Ein sonniges Wochenende

Erstkommunionfahrt nach Kladow

Am Freitag, dem 28.März.2003, machten sich 28 Kinder zusammen mit Pfarrer Biskup, den drei Gruppenleitern, Florian Fieting, Patrick Nickel und André Zabel, und den fünf Katechetinnen, Frau von Erdmanns-dorff, Frau Fieting, Frau Hämmerle, Frau Kube und Frau Külzer-Groß, auf den Weg nach Kladow in das Anselm von Havelberg Haus. Das Wetter versprach uns viel Gutes und wir alle nahmen uns vor, unser Bestes dazu zu geben.

Nach einer erfolgreichen Zimmer-einteilung begannen wir das Wochenende mit einem Spieleabend und einer anschließenden Besinnung, bei der wir noch einmal unseren gemeinsamen Weg vom ersten Treffen bis hin zum heutigen Tag reflektierten.
Trotz einer aufregenden Nacht waren alle fit und bereit für ein volles Programm am Samstag. In den Gruppenstunden setzten wir uns mit der Bibelstelle "Die Segnung der Kinder"
(Mk 10, 13 – 16) auseinander. Zuerst stellten wir den Kindern zwei Situationen aus dem Alltag der Kinder vor. Wir besprachen diese dann in Kleingruppen und trafen uns anschlie-ßend wieder zu einer gemeinsamen Präsentation der Ergebnisse. Nach einer Pause, die zum Fußballspielen oder Spazieren genutzt wurde, hörten wir am Nachmittag den Text aus der Bibel nach einer Einführung durch Pfarrer Biskup. Anschließend teilten wir uns in kleine Gruppen auf und verarbeiteten das Gehörte. So entstand ein neues Tuch, das der Gemeinde bei der Erst-kommunionfeier gezeigt wird. Zudem wurde ein Tanz einstudiert und eine kurze Meditation gehalten. Die Kinder bastelten auch ein kleines Windlicht.

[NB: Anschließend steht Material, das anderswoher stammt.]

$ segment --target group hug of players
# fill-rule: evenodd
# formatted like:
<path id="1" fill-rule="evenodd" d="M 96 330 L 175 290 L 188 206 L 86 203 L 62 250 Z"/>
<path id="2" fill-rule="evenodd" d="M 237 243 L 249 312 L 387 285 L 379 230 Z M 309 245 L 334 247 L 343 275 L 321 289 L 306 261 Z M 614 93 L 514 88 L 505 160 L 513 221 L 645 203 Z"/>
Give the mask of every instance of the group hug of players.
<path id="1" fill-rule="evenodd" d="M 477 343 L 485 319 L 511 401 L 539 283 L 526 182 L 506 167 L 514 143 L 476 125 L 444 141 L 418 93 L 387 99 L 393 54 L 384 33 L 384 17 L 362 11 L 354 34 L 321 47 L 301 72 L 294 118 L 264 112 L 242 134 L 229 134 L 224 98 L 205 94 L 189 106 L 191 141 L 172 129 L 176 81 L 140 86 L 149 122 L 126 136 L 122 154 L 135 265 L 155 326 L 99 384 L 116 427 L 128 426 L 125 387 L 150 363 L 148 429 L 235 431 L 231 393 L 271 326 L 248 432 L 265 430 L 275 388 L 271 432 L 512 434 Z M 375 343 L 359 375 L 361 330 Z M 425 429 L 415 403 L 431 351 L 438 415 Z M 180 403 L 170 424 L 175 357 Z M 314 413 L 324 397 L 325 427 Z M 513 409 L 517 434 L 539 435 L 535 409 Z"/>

Am Abend ging es dann sehr lustig zu Wir alle erfreuten uns über viel Talent im Witze erzählen und Sketche vorführen. Zum Abschluß wurden wir dann von den Gruppenleitern in den Wald gelockt – ohne Taschenlampen – und einer Mutprobe unterzogen, die wir aber alle mit Bravour bestanden.
Am Morgen feierten wir dann gemeinsam Gottesdienst und machten uns nach dem Mittagessen beschwingt auf den Rückweg zur Fähre. Wir stellten alle fest, dass dieses Wochenende doch sehr schnell vergangen ist und so manche Befürchtungen seitens der Kinder unbegründet waren. Angekommen am Bahnhof in Wannsee waren alle glücklich, von ihren Familien empfangen zu werden.